Although Adler-Tapia’s work primarily focuses on the treatment of children, it clearly emphasizes that her theories apply to people of all ages. Certain childhood experiences may have interfered with an adult’s healthy development, and these past experiences may drive the lingering symptoms that occur at an older age.
Offering an alternative to the medical model of pathology, this book strives to inform therapists who work with children how to integrate developmental theory into their clinical practice. This amalgamation mandates that the therapist “conceptualize psychotherapy from a multimodal approach through the lens of human development” (p.173) Considering every facet of the child’s life, such as the developmental stage the child is in, the family system in which the child lives, etc. leads to an exploration and understanding of the origins of the symptoms that are being exhibited by the child.
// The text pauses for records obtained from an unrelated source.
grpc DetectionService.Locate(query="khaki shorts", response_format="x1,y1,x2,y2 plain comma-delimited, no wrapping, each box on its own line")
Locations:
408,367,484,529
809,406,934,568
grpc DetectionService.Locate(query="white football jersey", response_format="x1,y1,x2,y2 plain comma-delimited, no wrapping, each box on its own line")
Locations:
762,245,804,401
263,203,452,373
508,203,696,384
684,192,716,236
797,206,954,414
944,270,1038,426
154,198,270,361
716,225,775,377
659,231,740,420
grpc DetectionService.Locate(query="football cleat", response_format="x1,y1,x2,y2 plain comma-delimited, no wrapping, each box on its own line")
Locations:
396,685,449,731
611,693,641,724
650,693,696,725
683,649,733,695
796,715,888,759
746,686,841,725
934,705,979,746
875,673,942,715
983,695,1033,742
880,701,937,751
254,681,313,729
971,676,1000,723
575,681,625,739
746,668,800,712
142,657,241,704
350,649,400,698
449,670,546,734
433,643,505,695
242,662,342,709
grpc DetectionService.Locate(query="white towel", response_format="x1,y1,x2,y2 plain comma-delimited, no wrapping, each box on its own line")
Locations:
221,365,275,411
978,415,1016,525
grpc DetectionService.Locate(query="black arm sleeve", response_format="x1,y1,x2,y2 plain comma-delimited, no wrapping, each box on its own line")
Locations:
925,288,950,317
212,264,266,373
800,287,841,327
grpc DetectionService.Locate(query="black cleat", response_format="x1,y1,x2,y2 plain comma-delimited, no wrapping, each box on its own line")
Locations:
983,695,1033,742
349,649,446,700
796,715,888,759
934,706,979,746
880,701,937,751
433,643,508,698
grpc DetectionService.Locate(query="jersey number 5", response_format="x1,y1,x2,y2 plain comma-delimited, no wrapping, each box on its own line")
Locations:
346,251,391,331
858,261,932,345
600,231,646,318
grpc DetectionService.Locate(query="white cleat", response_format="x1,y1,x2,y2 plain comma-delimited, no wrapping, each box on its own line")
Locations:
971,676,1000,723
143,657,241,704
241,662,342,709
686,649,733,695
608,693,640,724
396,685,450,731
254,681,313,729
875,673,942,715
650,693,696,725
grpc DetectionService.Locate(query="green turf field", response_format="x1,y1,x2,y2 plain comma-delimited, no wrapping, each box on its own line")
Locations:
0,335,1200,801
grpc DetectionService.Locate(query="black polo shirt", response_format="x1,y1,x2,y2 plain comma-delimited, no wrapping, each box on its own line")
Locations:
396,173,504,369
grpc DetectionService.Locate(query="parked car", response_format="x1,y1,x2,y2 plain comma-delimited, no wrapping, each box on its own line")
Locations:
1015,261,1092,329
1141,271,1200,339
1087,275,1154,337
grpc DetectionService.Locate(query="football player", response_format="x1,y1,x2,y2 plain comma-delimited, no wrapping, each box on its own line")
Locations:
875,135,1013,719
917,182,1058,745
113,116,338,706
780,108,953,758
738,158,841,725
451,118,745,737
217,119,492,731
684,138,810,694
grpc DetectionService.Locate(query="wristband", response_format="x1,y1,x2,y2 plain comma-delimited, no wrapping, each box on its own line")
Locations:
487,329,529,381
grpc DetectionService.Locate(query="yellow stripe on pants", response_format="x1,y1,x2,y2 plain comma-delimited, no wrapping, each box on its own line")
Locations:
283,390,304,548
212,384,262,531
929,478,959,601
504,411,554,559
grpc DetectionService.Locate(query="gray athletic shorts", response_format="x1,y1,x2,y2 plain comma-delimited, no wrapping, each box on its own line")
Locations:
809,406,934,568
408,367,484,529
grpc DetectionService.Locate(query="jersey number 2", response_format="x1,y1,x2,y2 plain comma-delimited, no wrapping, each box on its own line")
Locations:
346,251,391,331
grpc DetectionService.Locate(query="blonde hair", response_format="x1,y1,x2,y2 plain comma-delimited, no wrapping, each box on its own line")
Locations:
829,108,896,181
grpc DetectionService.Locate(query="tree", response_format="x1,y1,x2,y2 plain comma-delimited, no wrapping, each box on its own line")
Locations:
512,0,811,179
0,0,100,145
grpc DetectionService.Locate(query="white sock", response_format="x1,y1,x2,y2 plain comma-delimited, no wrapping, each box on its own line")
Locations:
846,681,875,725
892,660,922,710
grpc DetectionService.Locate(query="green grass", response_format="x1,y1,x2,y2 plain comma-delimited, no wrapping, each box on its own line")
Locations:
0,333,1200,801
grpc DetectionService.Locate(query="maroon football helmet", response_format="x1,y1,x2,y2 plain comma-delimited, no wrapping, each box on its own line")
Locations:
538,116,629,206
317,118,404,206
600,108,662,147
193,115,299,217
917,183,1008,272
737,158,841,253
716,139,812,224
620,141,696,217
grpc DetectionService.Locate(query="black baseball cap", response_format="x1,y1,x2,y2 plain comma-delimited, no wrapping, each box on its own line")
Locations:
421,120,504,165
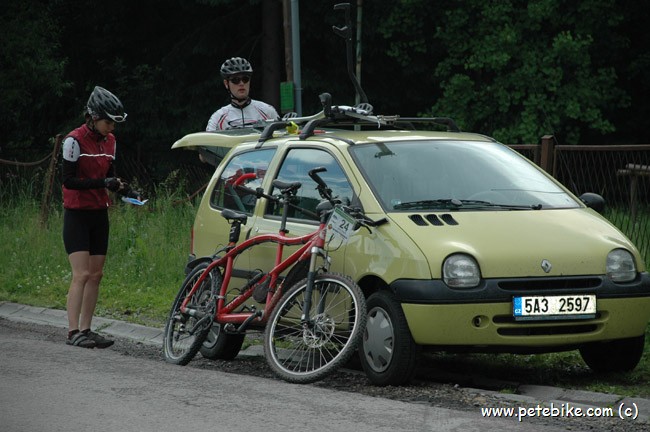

Also essential in this work are the theories that investigate the interface between a child’s external and internal worlds, the impact the environment has on the child, and how a child constructs schemas conducive to his or her experience of living. In addition, the resources a particular child has, any interference in the child’s healthy development, and the child’s primary caregivers’ support all help the therapist to explore the etiology of the problem(s) at hand.
With this integrative protocol, therapists who treat children that have faced challenges early on in life can successfully attempt to place them back on a healthful trajectory.